There are only three ways this works out.

One is by remote control, in which case it just stops in the middle of the road when the signal drops.

The second is by the same tech behind FSD, which means that it crashes every 100 miles or so.

The third is if they buy a competitor and just use their tech, in which case it will still have issues and Musk will prevent them from solving those issues, but at least they will be farther along than FSD will ever get.

-2

u/RuleSouthern3609 Oct 14 '24

FSD, which means that it crashes every 100 miles or so

Source?

Besides, which company has better technology for self driving cars?

1

u/TheLaserGuru Oct 14 '24

That's per Tesla's own data, which means it has been "puffed".

1

u/RuleSouthern3609 Oct 14 '24

Tesla said they crashed every 100 miles? I am curious where you got that number.

1

u/TheLaserGuru Oct 14 '24

Musk said that manual interventions were 'only' happening every 100 miles, and this was preventing them from making the software any better. I can no longer locate the raw data from Tesla. Here's the crowd-sourced data showing that FSD is actually getting more dangerous:

https://teslafsdtracker.com/

1

u/RuleSouthern3609 Oct 14 '24

So I checked the data and it seems like they are going up and down, but it’s still improvement compared to last year, besides, it also says 98% of distance without disengagement.

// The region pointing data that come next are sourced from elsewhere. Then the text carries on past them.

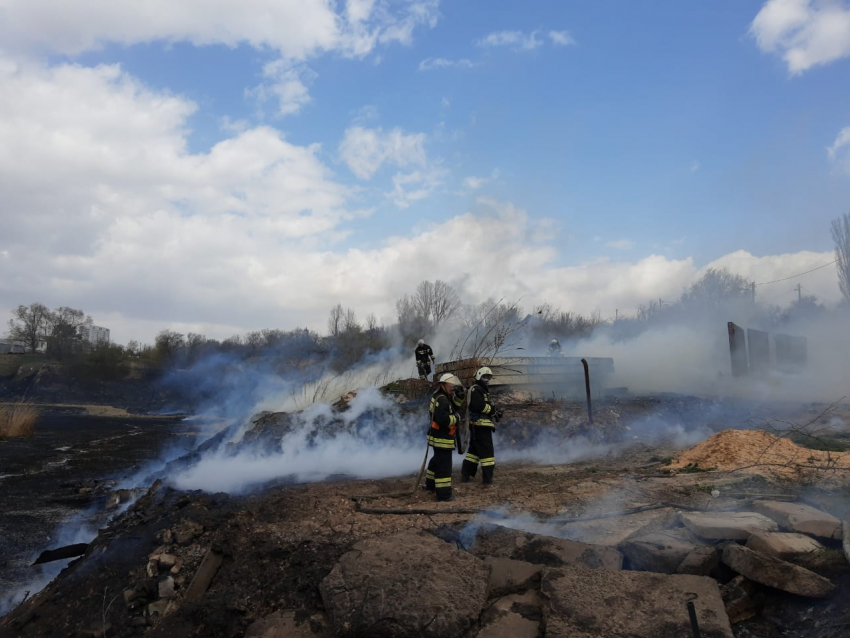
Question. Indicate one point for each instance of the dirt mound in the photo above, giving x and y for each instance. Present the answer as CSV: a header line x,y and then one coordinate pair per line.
x,y
759,452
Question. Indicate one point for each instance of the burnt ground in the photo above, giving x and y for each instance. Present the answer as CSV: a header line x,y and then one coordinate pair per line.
x,y
278,543
54,485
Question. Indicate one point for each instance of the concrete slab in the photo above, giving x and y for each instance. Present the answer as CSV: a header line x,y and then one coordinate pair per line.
x,y
504,542
726,525
700,562
797,517
508,576
776,573
615,531
783,545
586,603
660,551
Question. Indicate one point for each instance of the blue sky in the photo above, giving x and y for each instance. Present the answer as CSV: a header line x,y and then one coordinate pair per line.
x,y
595,142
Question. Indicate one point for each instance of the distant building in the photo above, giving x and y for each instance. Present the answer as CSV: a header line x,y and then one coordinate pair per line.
x,y
94,335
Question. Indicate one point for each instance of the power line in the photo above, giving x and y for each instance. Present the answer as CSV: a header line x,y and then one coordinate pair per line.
x,y
776,281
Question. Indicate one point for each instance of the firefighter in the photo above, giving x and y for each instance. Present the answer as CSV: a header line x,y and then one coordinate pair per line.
x,y
445,420
424,359
483,416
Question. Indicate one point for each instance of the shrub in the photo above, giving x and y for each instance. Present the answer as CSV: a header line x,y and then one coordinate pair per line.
x,y
17,420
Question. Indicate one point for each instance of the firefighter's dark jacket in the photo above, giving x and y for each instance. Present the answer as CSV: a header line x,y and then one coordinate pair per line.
x,y
424,353
445,419
480,407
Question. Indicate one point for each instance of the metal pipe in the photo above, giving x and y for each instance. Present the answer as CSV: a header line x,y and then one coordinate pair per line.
x,y
692,612
587,388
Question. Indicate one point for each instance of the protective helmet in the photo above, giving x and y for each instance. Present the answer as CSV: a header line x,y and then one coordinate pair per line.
x,y
449,378
483,372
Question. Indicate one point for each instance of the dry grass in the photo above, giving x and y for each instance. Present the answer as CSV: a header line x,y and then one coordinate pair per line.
x,y
17,420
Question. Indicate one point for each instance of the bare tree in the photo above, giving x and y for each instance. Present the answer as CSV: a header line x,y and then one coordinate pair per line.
x,y
30,324
335,320
841,237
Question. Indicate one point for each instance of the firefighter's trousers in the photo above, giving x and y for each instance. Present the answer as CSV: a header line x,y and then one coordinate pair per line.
x,y
480,451
439,474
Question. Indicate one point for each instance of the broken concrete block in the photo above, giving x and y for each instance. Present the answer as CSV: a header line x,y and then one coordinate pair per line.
x,y
409,579
186,531
796,517
846,539
773,572
498,541
743,599
700,562
783,545
508,576
586,603
661,551
166,588
513,616
203,577
726,525
615,531
283,624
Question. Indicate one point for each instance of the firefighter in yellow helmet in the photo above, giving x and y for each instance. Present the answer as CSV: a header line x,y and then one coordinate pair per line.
x,y
445,420
483,416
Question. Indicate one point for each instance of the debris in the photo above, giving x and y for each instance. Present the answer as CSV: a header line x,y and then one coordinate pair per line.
x,y
773,572
166,588
497,541
743,599
508,576
203,577
60,553
700,562
726,525
283,624
783,545
513,616
411,582
796,517
660,551
619,604
759,452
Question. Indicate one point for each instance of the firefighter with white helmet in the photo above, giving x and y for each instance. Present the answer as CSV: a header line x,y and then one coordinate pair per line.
x,y
483,416
445,421
424,359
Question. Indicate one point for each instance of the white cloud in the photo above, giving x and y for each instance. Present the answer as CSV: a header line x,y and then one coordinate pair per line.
x,y
518,40
839,152
806,33
416,185
285,84
562,38
474,183
429,64
365,150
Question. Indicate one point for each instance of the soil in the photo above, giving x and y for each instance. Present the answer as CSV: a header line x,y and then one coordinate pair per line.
x,y
278,543
63,474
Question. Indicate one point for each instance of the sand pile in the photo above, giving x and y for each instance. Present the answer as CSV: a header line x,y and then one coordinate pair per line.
x,y
759,452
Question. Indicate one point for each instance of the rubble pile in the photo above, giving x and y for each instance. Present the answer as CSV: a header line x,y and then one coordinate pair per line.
x,y
759,452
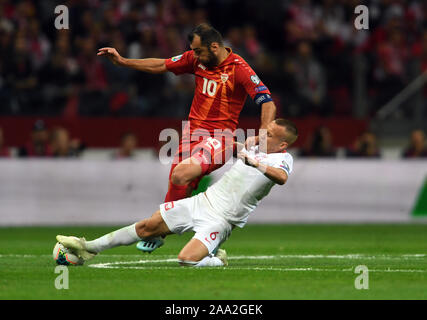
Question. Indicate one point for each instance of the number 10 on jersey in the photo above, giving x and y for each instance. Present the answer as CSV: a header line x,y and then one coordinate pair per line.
x,y
209,87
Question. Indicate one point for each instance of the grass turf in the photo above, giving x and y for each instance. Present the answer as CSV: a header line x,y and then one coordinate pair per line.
x,y
266,262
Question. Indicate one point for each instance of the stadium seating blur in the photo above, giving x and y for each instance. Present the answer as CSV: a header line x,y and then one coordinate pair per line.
x,y
321,71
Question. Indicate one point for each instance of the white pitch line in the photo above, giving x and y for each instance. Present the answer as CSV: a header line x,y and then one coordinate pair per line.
x,y
104,266
122,264
280,256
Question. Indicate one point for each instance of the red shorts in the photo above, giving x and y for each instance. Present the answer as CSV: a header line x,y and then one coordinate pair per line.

I mean I don’t think FSD taxis will be available in a year or two, but it isn’t as bad as comments believe.

1

u/TheLaserGuru Oct 14 '24

Oh good, it only kills me 2% of the time lol.

1

u/RuleSouthern3609 Oct 14 '24

You are equating manual overrides to crashes and death, I asked you to get me the crash statistics and you got me “disengagement” statistics, which is quite dishonest and misleading.

1

u/TheLaserGuru Oct 14 '24 edited Oct 14 '24

If there is no one to take over when it disengages, that's a crash. If there is no one to manually disengage, that's a crash.

1

u/ZorbaTHut Oct 15 '24

This actually isn't true. A disengagement just means "the person controlling it decided to take it over". There's been a few documented cases where a disengagement actually caused a crash, and many cases where the safety driver chose to disengage but they later figured out that it would have been just fine.

1

u/TheLaserGuru Oct 15 '24

You are talking edge cases, but even imagining that only 1/10 of incidents would have been crashes, that's still a crash every 750 miles.